Os meus dois amigos são dois.

Vieram montados nesses cavalos do faroeste. E nesta vila onde as moscas do bar são mais rápidas do que as mentes a sacar uma pistola de originalidade, eles foram os cowboys dos filmes.
Os meus dois amigos são dois.
Mas vieram lado a lado. Com a liberdade vergonhosamente gravada nas crinas do cavalo único, que ambos montavam. E eu afaguei esse cavalo com a mão da minha solidão.
Os meus dois amigos são dois.
Os meus dois amigos são um.

Depois, quando eu já era outra, revirada no par de olhos novos que me deram, apaixonei-me por esse fim de tarde que se impunha ao fim da estrada.
Porque um deles foi mais rápido. Um deles sabia de cor a podridão falada deste lugar esquecido no fim do mundo dos esquecimentos. Um deles sabia a língua das vizinhas à janela a cozinhar a vida alheia, a língua das miúdas de bar de strip no seu show vulgar e ordinário. E o outro não.
O outro era só um viajante ocasional que passeava a sua solidão trancada. Uma solidão mais honesta.
E foi por isso que quando o meu amor me deixou no fundo dum frasco de vodka, ele foi o único amigo.
Verdadeiro como o álcool. Quente e inflamante como o álcool.

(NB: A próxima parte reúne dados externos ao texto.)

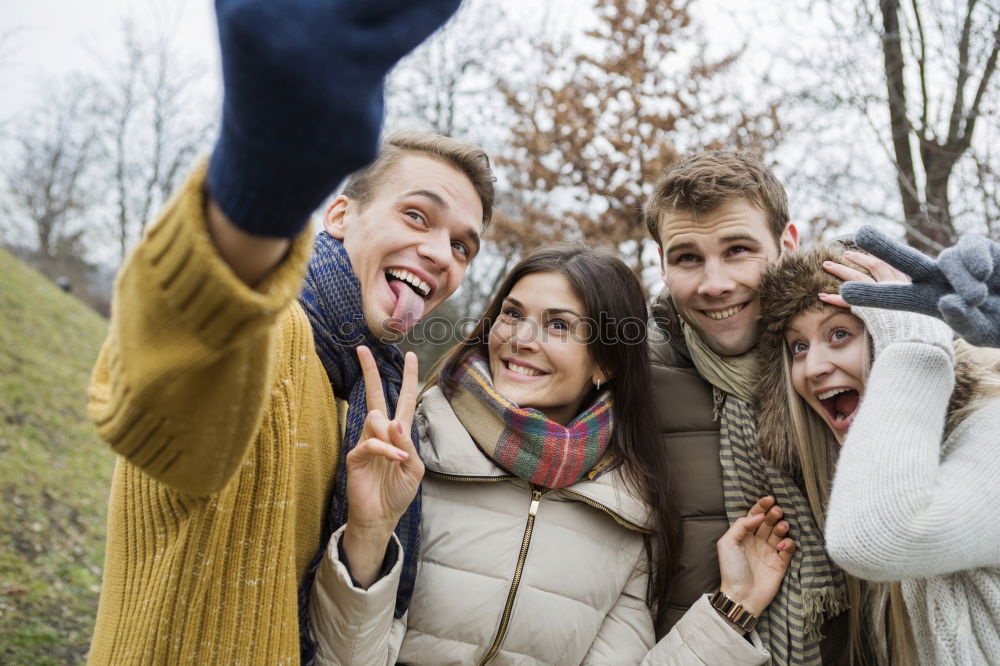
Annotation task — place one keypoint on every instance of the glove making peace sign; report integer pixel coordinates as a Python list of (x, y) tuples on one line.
[(962, 286), (383, 471)]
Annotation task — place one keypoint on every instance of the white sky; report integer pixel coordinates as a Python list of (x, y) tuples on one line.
[(43, 40)]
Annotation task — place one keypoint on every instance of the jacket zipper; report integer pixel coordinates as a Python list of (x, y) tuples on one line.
[(536, 497), (466, 477)]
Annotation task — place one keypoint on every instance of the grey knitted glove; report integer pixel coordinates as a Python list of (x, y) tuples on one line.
[(962, 286), (889, 326)]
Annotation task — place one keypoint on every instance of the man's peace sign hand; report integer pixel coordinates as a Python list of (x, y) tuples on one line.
[(383, 470)]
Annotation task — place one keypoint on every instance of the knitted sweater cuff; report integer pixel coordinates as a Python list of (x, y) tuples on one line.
[(199, 287)]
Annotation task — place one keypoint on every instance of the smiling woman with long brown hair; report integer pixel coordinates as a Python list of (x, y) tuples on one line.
[(548, 534)]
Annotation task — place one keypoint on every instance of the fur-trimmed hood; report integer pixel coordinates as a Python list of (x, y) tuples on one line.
[(789, 287)]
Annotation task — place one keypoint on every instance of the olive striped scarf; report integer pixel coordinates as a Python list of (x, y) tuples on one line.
[(814, 588), (522, 440)]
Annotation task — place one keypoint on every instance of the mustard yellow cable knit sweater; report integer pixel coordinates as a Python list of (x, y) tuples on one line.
[(212, 394)]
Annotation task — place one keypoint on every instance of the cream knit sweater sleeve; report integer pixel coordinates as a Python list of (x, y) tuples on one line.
[(905, 503)]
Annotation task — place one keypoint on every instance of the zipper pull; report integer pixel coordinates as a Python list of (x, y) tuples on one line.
[(536, 497)]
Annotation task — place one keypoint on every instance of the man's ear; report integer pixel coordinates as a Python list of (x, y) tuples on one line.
[(334, 220), (790, 238)]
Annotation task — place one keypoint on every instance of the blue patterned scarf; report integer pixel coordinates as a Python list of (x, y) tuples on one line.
[(331, 297)]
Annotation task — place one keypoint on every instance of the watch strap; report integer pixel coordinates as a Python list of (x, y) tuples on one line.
[(734, 611)]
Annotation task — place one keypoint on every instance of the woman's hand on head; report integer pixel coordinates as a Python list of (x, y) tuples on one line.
[(754, 555), (383, 471), (881, 272)]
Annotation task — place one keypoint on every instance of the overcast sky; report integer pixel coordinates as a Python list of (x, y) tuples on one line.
[(43, 40)]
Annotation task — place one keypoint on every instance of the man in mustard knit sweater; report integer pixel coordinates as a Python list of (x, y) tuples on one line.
[(215, 386)]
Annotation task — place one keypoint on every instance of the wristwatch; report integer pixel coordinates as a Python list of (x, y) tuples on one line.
[(733, 611)]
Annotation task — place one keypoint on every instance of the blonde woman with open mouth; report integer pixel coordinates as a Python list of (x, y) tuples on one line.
[(913, 435)]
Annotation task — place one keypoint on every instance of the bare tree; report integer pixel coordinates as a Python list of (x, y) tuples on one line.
[(151, 126), (47, 177), (607, 115), (937, 115), (447, 85), (897, 97)]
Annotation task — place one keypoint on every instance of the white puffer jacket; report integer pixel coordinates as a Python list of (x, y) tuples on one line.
[(509, 574)]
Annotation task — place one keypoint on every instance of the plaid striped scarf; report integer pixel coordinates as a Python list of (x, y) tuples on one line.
[(522, 440), (331, 298), (814, 589)]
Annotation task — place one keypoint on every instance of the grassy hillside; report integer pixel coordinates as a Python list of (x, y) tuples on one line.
[(54, 474)]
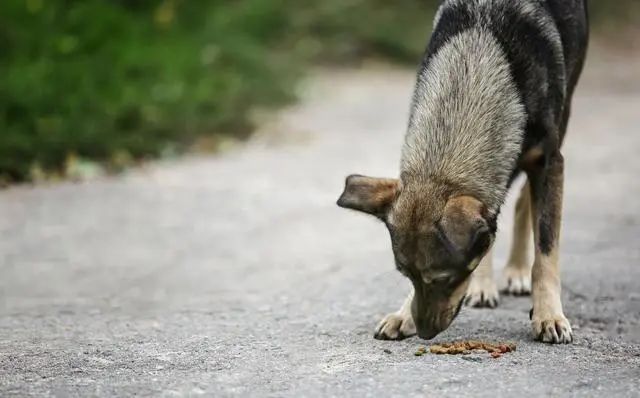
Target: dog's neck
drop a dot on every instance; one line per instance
(467, 121)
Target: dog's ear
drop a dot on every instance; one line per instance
(368, 194)
(464, 228)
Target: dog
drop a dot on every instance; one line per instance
(492, 101)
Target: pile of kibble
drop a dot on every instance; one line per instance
(467, 347)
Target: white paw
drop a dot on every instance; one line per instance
(551, 329)
(517, 280)
(395, 326)
(482, 292)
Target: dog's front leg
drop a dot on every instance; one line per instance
(482, 291)
(548, 320)
(397, 325)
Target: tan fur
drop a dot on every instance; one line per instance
(548, 321)
(517, 273)
(482, 291)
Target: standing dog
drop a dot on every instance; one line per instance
(492, 100)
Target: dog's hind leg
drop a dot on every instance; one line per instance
(482, 291)
(397, 325)
(547, 318)
(517, 273)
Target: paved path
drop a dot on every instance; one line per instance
(238, 276)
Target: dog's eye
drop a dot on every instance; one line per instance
(402, 268)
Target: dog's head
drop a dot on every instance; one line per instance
(438, 238)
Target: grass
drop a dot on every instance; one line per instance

Os meus dois amigos que eram dois.

Os meus dois amigos que eram um.

O meu amigo que era um.

Porque afinal no cavalo só viajava um amigo.
E ele usou esse mesmo cavalo em que chegou, para me levar da casa dele onde eu ia morrendo aos pedaços, entre os risos e o algodão doce daquela feira popular social.
Porque o que nos aproximou de forma proibida foi esse peito aberto à guerra, com o estandarte da solidão à frente. Foi essa mão que nunca passamos um no outro, cada vez que sentíamos a dor do isolamento, a sustentação da ausência de hipocrisia.
Foi assim que nasceu esse amor de amizade. Foi tão honesto que ninguém percebeu, nesta vila social onde toda a gente se ata e se remenda com as linhas de quem gostava de ser. Foi tão honesto que nem nós soubemos, que entre as nossas duras palavras, um abraço significava o amor mais puro. Um amor nórdico que contrastava com o meu tom de pele.


O meu amigo que era um.
As saudades desse meu amigo que me deitou na cama e me aconchegou quando voltei para casa... Para a vila de monstros deformados e estáticos que obrigavam o relógio a andar para a frente para se convencerem de que evoluíam.
O meu amigo que era um. Mas que sempre valeu por todos.

Mas hoje o meu amigo está mudo. Chegou-lhe a notícia de que me libertei daquela vila e que estou prestes a correr a mundo. Chegou-lhe a notícia de que talvez passe à porta dele.

E os ciúmes latinos que herdou da minha pele povoam-lhe a ausência de palavras.

Os meus amigos que eram dois.
Os meus amigos que eram um.
O meu amigo que era um.
O meu amigo que afinal nunca foi meu amigo.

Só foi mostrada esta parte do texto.